Annie (Katie Aselton) and Darren (Dax Shepard) are best friends who’ve been married for about seven years now and their palpable chemistry has a natural synchronicity. They’ve developed a life full of routines: getting lattes together at the local coffee shop, going for runs in the mountains overlooking L.A., and attending dinner parties with their friends. There’s an honesty in their relationship which brings them to admit that their sex life isn’t exactly, as Annie puts it, “what it once was….or what it could be”.  During some hypothetical and philosophical pillow talk, they come to solution to their rut, in hopes of reawakening their lost libido.
For just one night, they agree to go their separate ways and seek out a “freebie”, someone to have sex with. The only rule they come up with is that neither of them are to discuss the details of their evenings. With an agreement like this, it’s obvious that feelings of doubt, guilt, and mistrust are bound to surface. How the two deal with their decision and whether or not they follow through with an act that is bound to damage their firm union, makes for a captivating study on the one night stand.
FREEBIE Dax Shepard Kate Aselton
The best thing going for “The Freebie” is its believable characters and the improvised dialogue which flesh them out in a natural way. A Hollywood movie with this kind of topic would either go super-serious and depressing or give us a wacky crazy comedy. Here is a film that has a sense of humor, delivered by some great back and forth by Aselton and Shepard, that takes an unoriginal idea and makes it surprisingly interesting. The two actors portray a couple with a strong bond that makes you want to see where they will go with their proposal. Both convey an obvious trepidation and hesitancy, especially in the scenes with the freebies they hook up with. Which is to their credit, since we at no point believe what they set out to do is a good idea. 

From the poster and the film’s description, I didn’t think it’d be worthy of my time. I like it when I give a film a chance to prove me wrong. My decision stemmed from curiosity. When I learned that Aselton (wife of executive producer Mark Duplas, who helped make last year’s “Cyrus” which Aselton also starred in) wrote, directed, and starred in it, I was curious on what a woman’s take on a common relationship roadblock would bring. As a director, she proves to be a formidable filmmaker, despite using handheld HD (at times, a bit too realistic) she manages to focus on shame and paranoia in a truthful way.

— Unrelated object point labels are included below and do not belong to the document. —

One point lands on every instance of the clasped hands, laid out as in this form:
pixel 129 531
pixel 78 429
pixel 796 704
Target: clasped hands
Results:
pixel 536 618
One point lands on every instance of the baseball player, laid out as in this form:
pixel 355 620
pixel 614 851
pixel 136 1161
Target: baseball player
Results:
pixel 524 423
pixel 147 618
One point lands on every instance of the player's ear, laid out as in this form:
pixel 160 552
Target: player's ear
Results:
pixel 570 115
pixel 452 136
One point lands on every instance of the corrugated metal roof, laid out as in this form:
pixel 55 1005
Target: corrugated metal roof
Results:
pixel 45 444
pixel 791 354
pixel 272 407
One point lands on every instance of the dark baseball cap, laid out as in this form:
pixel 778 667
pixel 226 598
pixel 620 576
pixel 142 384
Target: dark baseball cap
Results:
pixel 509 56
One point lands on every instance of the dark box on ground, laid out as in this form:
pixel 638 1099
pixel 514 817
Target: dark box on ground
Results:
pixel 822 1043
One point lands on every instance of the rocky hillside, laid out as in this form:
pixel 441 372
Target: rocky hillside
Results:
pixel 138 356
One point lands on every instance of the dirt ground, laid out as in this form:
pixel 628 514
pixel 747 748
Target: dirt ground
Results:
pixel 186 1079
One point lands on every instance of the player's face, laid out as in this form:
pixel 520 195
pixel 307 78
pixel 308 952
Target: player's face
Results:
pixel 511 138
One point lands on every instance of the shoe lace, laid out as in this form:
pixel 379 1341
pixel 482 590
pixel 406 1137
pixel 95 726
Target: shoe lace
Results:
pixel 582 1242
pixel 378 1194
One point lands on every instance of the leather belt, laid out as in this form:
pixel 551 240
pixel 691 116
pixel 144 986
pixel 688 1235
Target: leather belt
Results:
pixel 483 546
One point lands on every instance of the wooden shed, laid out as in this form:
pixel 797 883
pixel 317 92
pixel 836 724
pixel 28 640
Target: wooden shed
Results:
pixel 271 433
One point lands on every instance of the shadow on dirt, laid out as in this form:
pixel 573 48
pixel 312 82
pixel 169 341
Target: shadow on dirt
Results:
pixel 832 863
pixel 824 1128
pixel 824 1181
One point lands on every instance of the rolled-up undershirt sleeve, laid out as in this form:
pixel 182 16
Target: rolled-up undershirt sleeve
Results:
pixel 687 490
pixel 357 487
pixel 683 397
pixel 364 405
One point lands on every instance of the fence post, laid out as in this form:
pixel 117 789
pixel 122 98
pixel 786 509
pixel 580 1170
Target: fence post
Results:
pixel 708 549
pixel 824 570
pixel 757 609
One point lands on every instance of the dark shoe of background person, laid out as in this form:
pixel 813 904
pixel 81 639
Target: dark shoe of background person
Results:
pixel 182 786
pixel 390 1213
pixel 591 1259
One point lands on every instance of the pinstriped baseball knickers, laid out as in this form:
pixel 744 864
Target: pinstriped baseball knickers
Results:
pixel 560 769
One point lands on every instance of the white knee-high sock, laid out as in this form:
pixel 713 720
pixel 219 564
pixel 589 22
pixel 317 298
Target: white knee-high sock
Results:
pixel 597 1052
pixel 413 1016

The film premiered at the 2010 Sundance Film Festival, showed up at SXSW as well, and then only hit a select amount of theaters last September. Now that it is available on DVD and on Netflix “Watch Instantly (which is more accessible), it will likely find a larger audience. And it should. There aren’t many films that deal with relationship issues in a real and raw way that doesn’t tie everything up during the story’s run time. This one has an intriguing ending that is somewhat ambiguous, something I appreciated. It made me wonder and reflect on the damage that can be done in one night.